Perhaps influences from the far east?

Penny

California accent

erin's picture

The nasal accent is common to a large part of CA from LA county and inland up through the Big Valley. It's actually a carryover from the Oklahomans, Kansans and Missourians who settled a lot of that part of the state but there is a difference between the Coastal, Inland Empire and Big Valley versions. There's a reason Bakersfield is known as West Tulsa. :)

The Bay Area has another accent, with palatalized dental stops you don't hear anywhere else in the US, "tyoo" for "two" and "dyoo" for "do". San Diego has a rhythm that is different from LA, it all sounds like people are thinking in Spanish; it's also faster than LA. Sacramento has an almost East Coast Big City flatness to the vowels, probably from German and Irish immigrants a hundred and fifty years ago. The northern parts of CA sound more like Oregon, Idaho or Wyoming. All these effects are pretty subtle.

The radio/TV age has had an odd effect, leveling some accents but not others and in fact, there has been a spread in the US of a new vowel shift around the Great Lakes that only started after television. It ain't that simple, apparently.

Hugs,
Erin

= Give everyone the benefit of the doubt because certainty is a fragile thing that can be shattered by one overlooked fact.

It's embarrassing to see

It's embarrassing to see actors who are supposedly claiming to be from a hometown then throw out the natural accent in favor of the hammed up, over top bogus accent only authentic to a dying number of people in a small section of one neighborhood.

I made it no secret that I'm from the Boston area. You have probably heard the exaggerated "pahk tha cah" joke at some point. I have met people from out of state who were shocked that I was from so close to the city and didn't speak with the Hollywood exaggerated accent.
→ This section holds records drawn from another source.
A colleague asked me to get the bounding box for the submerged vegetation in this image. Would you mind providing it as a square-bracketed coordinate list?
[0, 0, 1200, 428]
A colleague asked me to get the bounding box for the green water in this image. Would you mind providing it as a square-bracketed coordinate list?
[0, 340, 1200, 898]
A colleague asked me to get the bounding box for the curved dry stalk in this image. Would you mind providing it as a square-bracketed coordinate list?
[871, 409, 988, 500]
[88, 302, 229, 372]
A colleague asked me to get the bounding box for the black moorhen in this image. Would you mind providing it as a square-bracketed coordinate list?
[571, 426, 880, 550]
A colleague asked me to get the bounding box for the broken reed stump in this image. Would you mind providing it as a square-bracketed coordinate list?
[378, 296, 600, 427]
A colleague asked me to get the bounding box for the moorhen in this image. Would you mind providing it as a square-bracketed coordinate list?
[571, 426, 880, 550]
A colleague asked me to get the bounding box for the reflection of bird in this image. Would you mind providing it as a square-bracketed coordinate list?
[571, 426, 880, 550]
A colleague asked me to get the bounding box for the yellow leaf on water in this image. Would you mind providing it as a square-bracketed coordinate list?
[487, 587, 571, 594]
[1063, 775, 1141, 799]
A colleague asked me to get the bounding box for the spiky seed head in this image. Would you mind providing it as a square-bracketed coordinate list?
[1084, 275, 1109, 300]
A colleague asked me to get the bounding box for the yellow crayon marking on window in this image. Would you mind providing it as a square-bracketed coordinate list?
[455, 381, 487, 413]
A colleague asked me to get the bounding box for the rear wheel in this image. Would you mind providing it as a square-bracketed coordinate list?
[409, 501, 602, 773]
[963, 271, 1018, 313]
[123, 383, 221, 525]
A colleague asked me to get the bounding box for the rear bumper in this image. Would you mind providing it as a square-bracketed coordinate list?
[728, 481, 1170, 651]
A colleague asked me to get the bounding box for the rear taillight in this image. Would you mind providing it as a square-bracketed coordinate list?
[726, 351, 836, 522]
They wouldn't place me within 100 miles or more of the city yet multiple generations are from there and none of us talk with that accent.

I'm told STFU more times in a day than most people get told in a lifetime

Some of the UK accents would need subtitles

I watched a movie recently, based in Glasgow. Should have had subtitles or been dubbed in "real" English.

As far as the Antipodes: Oz and NZ very different. Within Oz some differences but often more to do with the cultural background than location. Different ethnic background e.g. Greek and Italian will have their own accents like ethnic groups in US. For example the Greek "Effie" accent is one classic.

Try the North East of Scotland

Christina H's picture

I agree with the Glasgow accent but try the North East coast where the fishermen sail from. There was a documentary on the fishing industry made by I think the BBC and this was subtitled because unless you have lived up there it's a separate language loosely based on English.

And girls I'm the same as Rhona the Ozzie and Kiwi accents sound the same to me sorry - maybe one is a regional dialect of the other?
And I'm not getting into the argument which is the regional one.

Christina

Strine

Angharad's picture

feels like it has elements of Cockney in it, without the rhyming slang. Also they love to abbreviate words, eg address becomes addie. Not sure where Kiwi came from, but the All Blicks can't half play a mean game of rigby.

Angharad

Depends

on where you come from in the" land of the long white cloud" whether you say rigby or rugby.

Rhyming slang in Oz used to be a regular thing (dog & bone - phone, hit the frog & toad - road, etc) but has fallen out of regular use

Joanna

When the boat comes in

This was the title of a BBC TV series a few decades ago.
It is also the title of a traditional folk song but the alternative lyrics used as the theme tune were sung in the lovely rich Geordie accent.
https://en.wikipedia.org/wiki/When_the_Boat_Comes_In_%28song%29
shows the two sets of lyrics
https://www.youtube.com/watch?v=utkMQJeiK50
enjoy.

If you want another wierd accent then proper Norfolk is a good one. Disappearing fast though.

audible.com

Doesn't seem to have many TG books. If any.

How long do you think it will take before one comes out?

I'd love Drew/Gaby to be done, or the New Style of Education or Breaking Cover.